Outreach to specific groups and sectors
National awareness raising activities were particularly aimed at young people and students. For instance, Bulgaria, Italy, Portugal, Lithuania, Estonia, Belgium and Cyprus used traditional media (such as radio and TV) but also creative ways to reach out to them, including videos on social media and information sessions at schools or online.
In Belgium, the campaign kicked off already in March with a multimedia truck visiting schools to promote the benefits of declared work through augmented reality games, presentations, and a quiz. “Lots of young people have a student job, but often they are underpaid or have not signed a contract for example”, says Frederik Scheys from the Belgian work inspectorate, interviewed in a video reportage.
Many countries focused their communication towards foreign or posted workers. Norway, Bulgaria, Estonia, Lithuania and Romania worked together to inform mobile workers of their rights through a dedicated multilingual website and, in Finland, a webinar was organised.

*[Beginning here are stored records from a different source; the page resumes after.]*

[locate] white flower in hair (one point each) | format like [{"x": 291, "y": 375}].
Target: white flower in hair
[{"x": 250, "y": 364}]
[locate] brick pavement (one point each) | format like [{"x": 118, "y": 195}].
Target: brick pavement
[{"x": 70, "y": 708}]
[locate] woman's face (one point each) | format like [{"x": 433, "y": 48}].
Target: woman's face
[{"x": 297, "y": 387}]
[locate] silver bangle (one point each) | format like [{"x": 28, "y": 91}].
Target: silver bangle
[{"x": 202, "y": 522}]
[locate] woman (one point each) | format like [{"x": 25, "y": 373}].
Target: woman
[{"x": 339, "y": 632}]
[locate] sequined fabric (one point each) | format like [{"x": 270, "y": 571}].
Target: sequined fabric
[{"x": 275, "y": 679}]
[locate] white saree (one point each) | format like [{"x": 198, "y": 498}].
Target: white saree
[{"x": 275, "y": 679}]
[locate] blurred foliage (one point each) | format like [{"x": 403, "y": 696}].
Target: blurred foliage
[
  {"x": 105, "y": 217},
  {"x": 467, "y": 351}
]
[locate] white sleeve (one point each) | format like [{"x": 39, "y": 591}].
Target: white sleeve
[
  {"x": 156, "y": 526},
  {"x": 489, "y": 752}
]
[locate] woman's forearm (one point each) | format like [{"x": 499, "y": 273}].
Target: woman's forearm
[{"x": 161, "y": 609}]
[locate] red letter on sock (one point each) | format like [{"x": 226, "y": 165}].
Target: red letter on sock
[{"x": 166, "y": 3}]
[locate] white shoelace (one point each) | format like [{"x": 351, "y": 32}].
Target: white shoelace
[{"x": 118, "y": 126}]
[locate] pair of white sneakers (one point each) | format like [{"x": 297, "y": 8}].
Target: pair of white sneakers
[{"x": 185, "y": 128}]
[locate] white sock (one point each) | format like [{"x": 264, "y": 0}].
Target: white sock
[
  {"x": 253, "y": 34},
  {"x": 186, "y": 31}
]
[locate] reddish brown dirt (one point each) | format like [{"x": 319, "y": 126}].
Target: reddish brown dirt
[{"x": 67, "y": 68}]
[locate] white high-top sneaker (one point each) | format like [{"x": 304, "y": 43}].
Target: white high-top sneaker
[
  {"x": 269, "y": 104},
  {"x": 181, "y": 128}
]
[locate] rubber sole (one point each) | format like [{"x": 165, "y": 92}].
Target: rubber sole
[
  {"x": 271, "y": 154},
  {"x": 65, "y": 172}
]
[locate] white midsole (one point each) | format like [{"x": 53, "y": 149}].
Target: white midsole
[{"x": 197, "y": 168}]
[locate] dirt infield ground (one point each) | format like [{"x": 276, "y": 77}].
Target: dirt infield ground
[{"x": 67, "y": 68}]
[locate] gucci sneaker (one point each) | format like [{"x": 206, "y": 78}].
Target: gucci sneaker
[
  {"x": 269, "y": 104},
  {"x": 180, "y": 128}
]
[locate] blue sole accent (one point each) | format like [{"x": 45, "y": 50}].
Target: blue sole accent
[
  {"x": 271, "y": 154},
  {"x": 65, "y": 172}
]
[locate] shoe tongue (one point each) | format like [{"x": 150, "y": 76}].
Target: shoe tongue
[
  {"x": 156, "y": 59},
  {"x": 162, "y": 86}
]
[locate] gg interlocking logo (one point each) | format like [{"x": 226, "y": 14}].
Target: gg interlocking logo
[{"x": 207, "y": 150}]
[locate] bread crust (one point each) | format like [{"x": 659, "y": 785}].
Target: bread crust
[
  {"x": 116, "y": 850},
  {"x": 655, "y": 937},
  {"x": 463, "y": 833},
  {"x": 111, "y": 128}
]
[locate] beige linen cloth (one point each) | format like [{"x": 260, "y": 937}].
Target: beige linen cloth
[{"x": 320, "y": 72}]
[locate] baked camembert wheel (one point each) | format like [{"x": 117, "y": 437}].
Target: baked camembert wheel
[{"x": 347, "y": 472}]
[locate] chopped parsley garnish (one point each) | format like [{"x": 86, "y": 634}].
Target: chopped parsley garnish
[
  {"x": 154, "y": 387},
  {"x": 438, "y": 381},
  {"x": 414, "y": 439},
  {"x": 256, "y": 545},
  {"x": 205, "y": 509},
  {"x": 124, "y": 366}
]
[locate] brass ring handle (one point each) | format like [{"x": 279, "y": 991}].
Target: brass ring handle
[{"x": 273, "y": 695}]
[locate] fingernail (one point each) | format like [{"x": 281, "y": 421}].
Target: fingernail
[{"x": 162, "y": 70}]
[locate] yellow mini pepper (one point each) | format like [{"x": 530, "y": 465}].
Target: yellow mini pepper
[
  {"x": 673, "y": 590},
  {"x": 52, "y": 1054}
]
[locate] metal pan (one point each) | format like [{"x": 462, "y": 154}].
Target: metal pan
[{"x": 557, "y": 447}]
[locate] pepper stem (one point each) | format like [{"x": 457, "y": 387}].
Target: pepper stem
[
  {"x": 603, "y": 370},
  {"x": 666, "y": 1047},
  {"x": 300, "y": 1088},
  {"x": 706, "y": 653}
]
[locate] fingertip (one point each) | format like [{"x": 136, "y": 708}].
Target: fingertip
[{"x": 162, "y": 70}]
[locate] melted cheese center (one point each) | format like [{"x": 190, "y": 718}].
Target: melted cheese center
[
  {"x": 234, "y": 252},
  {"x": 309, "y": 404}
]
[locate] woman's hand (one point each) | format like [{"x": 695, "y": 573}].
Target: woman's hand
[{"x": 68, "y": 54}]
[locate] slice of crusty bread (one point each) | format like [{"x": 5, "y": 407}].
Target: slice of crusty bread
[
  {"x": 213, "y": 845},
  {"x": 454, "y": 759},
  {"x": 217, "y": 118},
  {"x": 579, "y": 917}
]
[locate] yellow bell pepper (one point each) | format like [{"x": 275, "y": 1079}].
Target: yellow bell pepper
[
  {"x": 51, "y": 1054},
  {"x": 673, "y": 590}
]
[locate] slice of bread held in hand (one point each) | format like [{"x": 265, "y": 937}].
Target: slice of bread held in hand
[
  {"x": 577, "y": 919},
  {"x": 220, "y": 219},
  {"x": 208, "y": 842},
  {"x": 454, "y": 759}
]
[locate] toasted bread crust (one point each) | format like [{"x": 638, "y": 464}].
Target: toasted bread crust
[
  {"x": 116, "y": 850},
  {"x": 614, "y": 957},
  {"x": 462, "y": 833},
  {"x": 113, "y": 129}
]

As highlighted by the Finnish Minister of Labour Tuula Haatainen, a fair labour market is everyone’s right: “the [Finnish] Government has expanded its range of actions to combat the shadow economy, including taking stringent measures to tackle the exploitation of foreign labour.”
Joint projects and inspections
Inspections are an effective way to detect undeclared work and raise awareness about workers’ rights and the benefits of declared work. During the Week of Action inspections were organised in nine countries, four countries engaged in virtual staff exchanges and 12 countries collaborated in concerted inspections.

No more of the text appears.